Krasznahorkai pertenece a esa tradición de escritores que buscan en la totalidad y la emparentan con autores como Proust, Musil o Thomas Bernhard, para quienes el lenguaje no es solo medio, sino materia viva, capaz de contener la tensión entre la lucidez y la locura, entre el orden y el caos. Krasznahorkai, sin embargo, lleva esta experiencia a su extremo: su escritura es una espiral que no concluye, un espejo en el que se refleja la imposibilidad de detener el pensamiento.

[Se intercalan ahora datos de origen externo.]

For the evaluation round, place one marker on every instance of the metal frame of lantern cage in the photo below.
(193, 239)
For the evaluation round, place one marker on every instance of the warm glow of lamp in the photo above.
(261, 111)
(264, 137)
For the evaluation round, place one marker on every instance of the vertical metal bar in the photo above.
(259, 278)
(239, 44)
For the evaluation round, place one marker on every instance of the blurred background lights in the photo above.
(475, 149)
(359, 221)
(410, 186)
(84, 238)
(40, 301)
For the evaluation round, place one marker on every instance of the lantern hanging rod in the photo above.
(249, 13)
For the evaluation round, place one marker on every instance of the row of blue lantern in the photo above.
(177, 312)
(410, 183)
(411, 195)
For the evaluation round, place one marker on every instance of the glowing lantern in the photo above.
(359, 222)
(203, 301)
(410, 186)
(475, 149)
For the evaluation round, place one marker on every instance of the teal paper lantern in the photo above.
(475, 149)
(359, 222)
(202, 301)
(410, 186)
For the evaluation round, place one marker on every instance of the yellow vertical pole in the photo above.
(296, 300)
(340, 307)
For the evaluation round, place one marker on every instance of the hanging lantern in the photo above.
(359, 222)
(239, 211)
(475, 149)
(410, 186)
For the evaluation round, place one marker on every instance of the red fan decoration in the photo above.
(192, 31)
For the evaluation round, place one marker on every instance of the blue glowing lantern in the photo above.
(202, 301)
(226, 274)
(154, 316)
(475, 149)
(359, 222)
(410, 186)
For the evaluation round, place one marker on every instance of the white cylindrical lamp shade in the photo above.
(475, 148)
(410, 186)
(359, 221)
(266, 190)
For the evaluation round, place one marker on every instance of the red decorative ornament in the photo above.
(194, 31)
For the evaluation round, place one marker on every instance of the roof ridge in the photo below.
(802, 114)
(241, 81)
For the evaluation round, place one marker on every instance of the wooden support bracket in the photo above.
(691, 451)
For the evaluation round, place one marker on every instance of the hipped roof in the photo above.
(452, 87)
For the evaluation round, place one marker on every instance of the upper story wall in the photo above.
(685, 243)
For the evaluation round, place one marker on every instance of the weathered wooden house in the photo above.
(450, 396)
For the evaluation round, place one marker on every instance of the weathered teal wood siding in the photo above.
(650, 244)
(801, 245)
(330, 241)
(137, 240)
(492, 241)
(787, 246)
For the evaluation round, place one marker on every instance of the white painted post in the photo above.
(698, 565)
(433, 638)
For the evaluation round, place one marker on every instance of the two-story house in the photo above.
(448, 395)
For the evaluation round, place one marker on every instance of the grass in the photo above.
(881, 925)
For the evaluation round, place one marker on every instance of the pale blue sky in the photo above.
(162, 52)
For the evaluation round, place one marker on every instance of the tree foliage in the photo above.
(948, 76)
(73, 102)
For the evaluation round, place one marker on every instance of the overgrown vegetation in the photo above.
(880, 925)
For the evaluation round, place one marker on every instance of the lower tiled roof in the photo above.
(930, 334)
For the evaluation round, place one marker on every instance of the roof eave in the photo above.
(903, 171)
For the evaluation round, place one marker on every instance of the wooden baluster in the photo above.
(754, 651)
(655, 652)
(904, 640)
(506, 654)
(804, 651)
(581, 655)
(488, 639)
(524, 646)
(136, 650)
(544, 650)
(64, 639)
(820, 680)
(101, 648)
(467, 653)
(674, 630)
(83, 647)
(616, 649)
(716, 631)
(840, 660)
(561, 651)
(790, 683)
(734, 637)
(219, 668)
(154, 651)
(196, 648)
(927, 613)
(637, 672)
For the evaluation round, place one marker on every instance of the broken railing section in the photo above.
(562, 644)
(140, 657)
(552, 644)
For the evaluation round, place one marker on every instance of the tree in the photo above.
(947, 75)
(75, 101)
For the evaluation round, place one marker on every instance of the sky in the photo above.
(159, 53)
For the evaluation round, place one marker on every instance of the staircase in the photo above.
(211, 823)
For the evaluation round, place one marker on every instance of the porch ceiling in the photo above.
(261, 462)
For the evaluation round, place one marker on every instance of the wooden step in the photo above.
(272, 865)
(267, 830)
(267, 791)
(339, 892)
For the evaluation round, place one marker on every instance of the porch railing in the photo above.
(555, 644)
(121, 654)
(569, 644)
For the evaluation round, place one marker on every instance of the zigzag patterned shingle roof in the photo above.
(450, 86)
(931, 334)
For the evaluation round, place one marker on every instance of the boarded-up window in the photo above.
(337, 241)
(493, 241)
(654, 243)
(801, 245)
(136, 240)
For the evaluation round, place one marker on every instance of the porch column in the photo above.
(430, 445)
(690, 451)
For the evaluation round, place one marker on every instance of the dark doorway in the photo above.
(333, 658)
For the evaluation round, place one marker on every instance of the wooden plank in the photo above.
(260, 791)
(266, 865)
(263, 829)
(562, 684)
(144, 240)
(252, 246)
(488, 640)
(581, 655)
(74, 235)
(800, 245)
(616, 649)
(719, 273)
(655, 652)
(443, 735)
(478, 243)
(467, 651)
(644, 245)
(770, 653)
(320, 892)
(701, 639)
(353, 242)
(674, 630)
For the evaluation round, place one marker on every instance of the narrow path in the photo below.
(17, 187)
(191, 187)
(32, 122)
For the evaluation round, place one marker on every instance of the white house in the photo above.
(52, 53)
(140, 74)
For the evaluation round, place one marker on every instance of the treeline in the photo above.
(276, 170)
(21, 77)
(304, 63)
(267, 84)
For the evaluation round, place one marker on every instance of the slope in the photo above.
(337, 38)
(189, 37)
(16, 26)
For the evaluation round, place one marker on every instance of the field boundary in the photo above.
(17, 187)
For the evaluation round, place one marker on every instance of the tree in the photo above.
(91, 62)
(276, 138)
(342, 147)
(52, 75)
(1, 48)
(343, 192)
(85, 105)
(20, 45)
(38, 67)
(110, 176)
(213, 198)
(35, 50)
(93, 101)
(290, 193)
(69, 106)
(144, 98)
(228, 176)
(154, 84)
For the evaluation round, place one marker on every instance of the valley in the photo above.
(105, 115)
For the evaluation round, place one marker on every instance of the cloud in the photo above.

Su frase —“No me interesa creer en algo, sino comprender a las personas que creen”— revela el tono ético de su literatura. Más que doctrinario, su interés es existencial. El escritor no busca imponer una verdad, sino explorar el misterio de la fe humana, la obstinación del ser que, pese al absurdo, continúa buscando sentido. En un mundo dominado por la tecnología y la fragmentación, su obra representa un acto de resistencia: comprender antes que juzgar, observar antes que condenar, escribir antes que callar.
En Krasznahorkai, la literatura es la última forma de pensamiento total y donde la frase es una plegaria profana, una larga meditación sobre la condición humana para visualizar que el arte —cuando se asoma al abismo del tiempo y del lenguaje— puede aún revelar la fragilidad y la grandeza del hombre.
Porque, al fin y al cabo, el lenguaje no solo nos nombra: también nos revela y nos condena. “El terror y el desorden del mundo captan su forma —escribió—, pero la forma es, a la vez, el intento de salvarse del caos.” Y en ese intento —entre el silencio y la palabra— el arte reafirma, una vez más, su poder contra el fin.